The authors demonstrate that ABO blood types and HLA types can be accurately inferred from an inexpensive commercial SNP array. The authors found that 21.2% of the population are carriers of known gene mutations responsible for recessive genetic diseases, 4.7% have known gene mutations causing autosomal dominant diseases, and 3.1% carry known gene variants causing cancer susceptibility. Further, they found that 87.3% of the population carry variants that alter their ability to metabolize commonly prescribed drugs or mark them for susceptibility for severe adverse drug reactions (ADRs). This information is extremely valuable for both clinicians and patients. With imputed HLA genotypes available in the patients’ medical record, the physician can prescribe medications to patients without the HLA genotypes responsible for specific drug-induced ADRs with confidence and use alternative medications for patients with the HLA genotypes that put them at risk for ADRs2. Additionally, the population allele frequencies of several pathogenic variants were higher than those predicted by disease prevalence, probably due to incomplete penetrance orpreviously undiagnosed cases with milder clinical symptoms in these autosomal dominant diseases.

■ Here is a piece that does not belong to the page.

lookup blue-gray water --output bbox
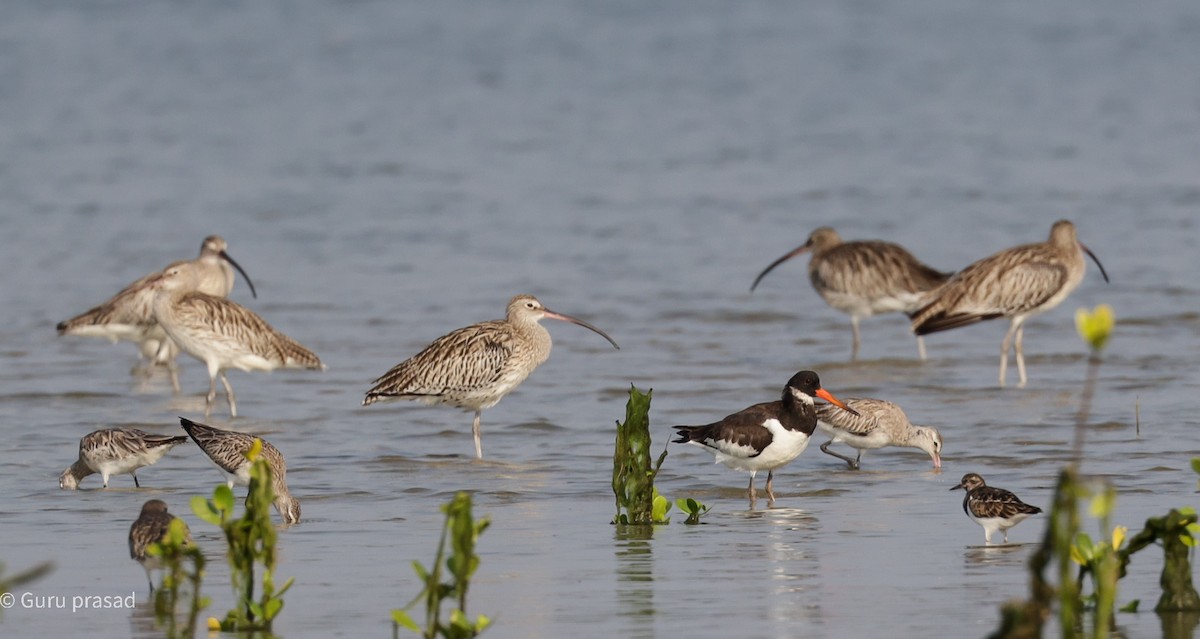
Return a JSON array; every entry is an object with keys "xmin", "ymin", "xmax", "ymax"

In summary, the authors generated a large reference panel that greatly improved the imputation accuracy of SNP genotyping data and designed a custom SNP array optimized for genetic studies in the Han Chinese population, which accounts for 19% of the world’s population. Furthermore, they obtained genetic testing results for thousands of known risk variants and simultaneously collected genetic profiles to assess for common diseases and future genome-wide association studies (GWAS), which have great clinical value. Overall, this study shows that combining comprehensive genetic testing in a population setting can serve as a model for precision health management.


According to the authors “The Taiwan Biobank was created in part to catalyze future medical genetics studies in Taiwan, and the sample size of individuals with dense SNP array data in the TWB (n = 103,106) is several times larger than from comparable Biobanks in Japan and China4,5. In addition, our generation of a large reference panel and development of a custom SNP array makes the resulting TWB genotype data much more valuable than comparable studies that rely on existing European-biased SNP arrays and reference panels for genotyping and imputation6. In particular, the Taiwan Biobank array includes thousands of Mendelian disease mutations and known pathogenic variants. So, we can cheaply and efficiently conduct thousands of genetic tests on the participants while simultaneously collecting genetic profiles that can be used for PRS calculations for common diseases and future GWAS.”


  1. Tennessen, J. A. et al. Evolution and functional impact of rare coding variation from deep sequencing of human exomes. Science 337, 64–69 (2012).
  2. Wei, CY., Yang, JH., Yeh, EC. et al.Genetic profiles of 103,106 individuals in the Taiwan Biobank provide insights into the health and history of Han Chinese.  Med. 610 (2021).
  3. Phillips, E. J. et al. Clinical pharmacogenetics implementation consortium guideline for HLA genotype and use of carbamazepine and oxcarbazepine: 2017 update.  Pharm. Ther. 103, 574–581 (2018).
  4. Chen, Z. et al. China Kadoorie Biobank of 0.5 million people: survey methods, baseline characteristics and long-term follow-up.  J. Epidemiol. 40, 1652–1666 (2011).
  5. Kuriyama, S. et al. The Tohoku Medical Megabank Project: design and mission.  Epidemiol.26, 493–511 (2016).
  6. Bycroft, C. et al. The UK Biobank resource with deep phenotyping and genomic data. Nature 562, 203–209 (2018).